[FoRK] That's a bunch of Malarkey

Stephen D. Williams sdw at lig.net
Tue Jan 20 09:26:27 PST 2015

On 1/20/15 7:16 AM, Gregory Alan Bolcer wrote:
> In Information Theory, don't you have to have a minimum of a N+1 bit axiomatic theory to prove that something in an N-bit 
> axiomatic space is the simplest, least complex, or elegant (the rigid, formal definition)?
> I was just poking fun at Stephen.

Heh.  And I was making fun back.  But you were just throwing softballs.  How about a real quandry to puzzle out?

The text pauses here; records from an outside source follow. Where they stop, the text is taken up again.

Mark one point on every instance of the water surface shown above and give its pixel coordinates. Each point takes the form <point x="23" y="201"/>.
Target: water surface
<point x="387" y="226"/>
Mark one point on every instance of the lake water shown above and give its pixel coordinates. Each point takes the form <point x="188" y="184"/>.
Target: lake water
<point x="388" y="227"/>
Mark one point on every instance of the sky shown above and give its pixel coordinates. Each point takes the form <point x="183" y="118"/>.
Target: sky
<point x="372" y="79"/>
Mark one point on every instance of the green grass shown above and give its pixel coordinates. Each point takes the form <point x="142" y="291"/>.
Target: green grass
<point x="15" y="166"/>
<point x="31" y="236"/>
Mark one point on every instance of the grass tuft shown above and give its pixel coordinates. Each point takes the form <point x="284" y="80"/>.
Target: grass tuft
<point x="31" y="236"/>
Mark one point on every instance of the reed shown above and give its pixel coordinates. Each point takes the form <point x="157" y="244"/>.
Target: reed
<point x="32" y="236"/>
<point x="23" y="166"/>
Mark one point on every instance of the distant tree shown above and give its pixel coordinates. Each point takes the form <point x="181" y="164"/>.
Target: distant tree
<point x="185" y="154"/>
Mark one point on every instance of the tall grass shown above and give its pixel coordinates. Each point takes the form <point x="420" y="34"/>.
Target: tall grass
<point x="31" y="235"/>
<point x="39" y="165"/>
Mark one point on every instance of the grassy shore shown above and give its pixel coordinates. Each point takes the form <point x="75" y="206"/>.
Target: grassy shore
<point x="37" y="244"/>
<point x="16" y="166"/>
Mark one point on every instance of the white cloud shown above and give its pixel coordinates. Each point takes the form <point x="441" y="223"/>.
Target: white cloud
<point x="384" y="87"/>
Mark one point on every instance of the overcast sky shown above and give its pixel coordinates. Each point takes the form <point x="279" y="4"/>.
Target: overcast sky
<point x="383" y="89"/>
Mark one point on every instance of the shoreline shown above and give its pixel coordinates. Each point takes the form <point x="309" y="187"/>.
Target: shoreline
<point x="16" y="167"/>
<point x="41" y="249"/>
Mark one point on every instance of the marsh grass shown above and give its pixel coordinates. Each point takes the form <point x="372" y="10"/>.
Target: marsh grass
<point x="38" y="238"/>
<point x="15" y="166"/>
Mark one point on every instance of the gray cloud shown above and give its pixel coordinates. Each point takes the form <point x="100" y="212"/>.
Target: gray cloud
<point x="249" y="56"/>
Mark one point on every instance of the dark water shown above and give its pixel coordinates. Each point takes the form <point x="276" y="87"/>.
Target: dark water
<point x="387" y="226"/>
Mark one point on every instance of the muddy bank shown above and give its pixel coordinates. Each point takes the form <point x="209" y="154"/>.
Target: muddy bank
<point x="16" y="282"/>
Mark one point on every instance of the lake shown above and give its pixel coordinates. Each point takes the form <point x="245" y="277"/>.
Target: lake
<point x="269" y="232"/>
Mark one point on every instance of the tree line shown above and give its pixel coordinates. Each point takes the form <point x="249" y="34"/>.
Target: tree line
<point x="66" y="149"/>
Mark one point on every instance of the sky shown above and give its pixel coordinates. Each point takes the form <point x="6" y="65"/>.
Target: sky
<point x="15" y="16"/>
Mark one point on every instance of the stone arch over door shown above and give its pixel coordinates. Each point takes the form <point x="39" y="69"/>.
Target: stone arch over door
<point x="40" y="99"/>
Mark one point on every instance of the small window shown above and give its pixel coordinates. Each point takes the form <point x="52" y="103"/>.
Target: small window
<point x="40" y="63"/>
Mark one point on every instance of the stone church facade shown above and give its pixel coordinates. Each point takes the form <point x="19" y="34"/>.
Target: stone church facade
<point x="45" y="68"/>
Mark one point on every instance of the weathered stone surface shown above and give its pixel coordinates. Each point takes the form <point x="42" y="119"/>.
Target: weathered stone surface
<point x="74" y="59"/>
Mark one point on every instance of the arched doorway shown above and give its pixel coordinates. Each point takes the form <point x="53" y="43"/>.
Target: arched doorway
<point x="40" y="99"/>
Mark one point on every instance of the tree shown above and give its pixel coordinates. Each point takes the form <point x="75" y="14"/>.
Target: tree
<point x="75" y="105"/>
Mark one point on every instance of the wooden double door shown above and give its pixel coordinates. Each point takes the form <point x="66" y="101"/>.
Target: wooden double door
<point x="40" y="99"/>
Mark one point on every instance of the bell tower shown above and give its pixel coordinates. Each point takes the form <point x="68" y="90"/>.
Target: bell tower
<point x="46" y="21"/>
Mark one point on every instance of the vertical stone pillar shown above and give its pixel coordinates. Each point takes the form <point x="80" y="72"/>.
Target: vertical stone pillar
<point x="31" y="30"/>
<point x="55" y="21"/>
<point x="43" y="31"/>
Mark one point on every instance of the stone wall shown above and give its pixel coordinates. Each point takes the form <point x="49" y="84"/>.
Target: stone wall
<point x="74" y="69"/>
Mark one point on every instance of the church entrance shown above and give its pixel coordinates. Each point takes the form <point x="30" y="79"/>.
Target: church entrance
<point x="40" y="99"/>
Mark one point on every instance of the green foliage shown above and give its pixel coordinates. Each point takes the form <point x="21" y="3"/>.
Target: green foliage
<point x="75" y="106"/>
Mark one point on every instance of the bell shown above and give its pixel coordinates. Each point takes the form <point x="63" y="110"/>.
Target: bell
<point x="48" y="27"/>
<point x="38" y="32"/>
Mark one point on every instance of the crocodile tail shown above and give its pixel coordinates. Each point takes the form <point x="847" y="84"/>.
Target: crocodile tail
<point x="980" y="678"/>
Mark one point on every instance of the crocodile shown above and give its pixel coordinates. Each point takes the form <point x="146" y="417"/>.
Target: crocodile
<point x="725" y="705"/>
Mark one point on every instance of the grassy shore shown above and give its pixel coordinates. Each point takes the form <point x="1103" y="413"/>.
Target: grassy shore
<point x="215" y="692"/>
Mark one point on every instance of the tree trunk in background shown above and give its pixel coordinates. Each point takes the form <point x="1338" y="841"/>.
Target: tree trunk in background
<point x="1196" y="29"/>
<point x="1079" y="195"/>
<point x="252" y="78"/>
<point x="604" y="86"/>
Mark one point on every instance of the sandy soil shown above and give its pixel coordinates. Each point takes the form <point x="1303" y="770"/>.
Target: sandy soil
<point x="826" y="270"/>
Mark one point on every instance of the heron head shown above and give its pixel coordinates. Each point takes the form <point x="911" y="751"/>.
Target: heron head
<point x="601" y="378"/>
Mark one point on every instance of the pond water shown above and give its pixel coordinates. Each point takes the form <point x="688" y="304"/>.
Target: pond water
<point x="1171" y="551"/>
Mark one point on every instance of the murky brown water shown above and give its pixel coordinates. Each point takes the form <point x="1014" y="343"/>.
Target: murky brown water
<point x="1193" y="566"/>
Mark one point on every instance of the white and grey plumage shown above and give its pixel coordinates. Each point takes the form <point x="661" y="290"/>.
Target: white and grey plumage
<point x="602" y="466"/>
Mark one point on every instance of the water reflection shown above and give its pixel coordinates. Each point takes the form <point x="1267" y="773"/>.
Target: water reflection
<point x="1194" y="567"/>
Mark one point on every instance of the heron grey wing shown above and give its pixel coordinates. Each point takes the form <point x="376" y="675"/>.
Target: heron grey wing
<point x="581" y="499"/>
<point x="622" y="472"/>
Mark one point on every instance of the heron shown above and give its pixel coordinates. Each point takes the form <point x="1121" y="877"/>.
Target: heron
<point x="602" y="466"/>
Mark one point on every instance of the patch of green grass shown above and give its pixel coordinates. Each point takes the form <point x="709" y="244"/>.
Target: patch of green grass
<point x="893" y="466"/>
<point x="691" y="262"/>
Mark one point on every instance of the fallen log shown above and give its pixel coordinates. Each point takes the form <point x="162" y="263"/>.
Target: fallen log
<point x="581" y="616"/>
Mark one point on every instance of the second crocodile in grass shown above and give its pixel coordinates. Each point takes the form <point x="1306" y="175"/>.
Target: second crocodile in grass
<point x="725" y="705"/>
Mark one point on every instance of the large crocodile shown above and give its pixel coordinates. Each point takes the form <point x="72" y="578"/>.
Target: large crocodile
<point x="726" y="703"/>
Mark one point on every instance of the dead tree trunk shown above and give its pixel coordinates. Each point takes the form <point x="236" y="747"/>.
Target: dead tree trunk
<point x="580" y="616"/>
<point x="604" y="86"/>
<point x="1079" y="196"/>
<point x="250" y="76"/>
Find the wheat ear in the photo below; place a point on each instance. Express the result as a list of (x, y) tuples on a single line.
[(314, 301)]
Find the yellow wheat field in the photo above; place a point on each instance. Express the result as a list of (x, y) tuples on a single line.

> Supposed I created a game where I had a variable X and I assigned it the value 42.
> 42 has meaning outside of your experiment.  I don't think X should equal 42.
> No, I said I assigned it 42, but I didn't define equals yet.  It's my experiment.

What does the symbol 42 mean in your experiment?  What is a variable?  (Variable is a great callsign by the way.  Is variable 
Variable?  Does he have the ammo for 42?)
And what is God doing in this experiment?  That's always an important question.

Without knowing the probability of heaven happening, this problem is ill defined as posed.

Your allusion to life, the universe, and everything is really putting a lot on Variable's shoulders.  Must be some plot line.

> Greg
> "Those who make the rules win" -- Plato
> On 1/20/2015 12:01 AM, J. Andrew Rogers wrote:
>>> On Jan 19, 2015, at 10:58 AM, Gregory Alan Bolcer <greg at bolcer.org> wrote:
>>> Occam's razor is a scientific principle, aka a philosophical heuristic to
>>> problem solving.   Pascal's payout matrix is solved using a computation.
>> Occam’s Razor is a bit more than a philosophical heuristic though it is often presented that way. It is also an expression of a 
>> general mathematical theorem, admittedly proved millennia after the existence of the heuristic. Occam’s Razor, used correctly, is 
>> not excludable in any rigorous discussion.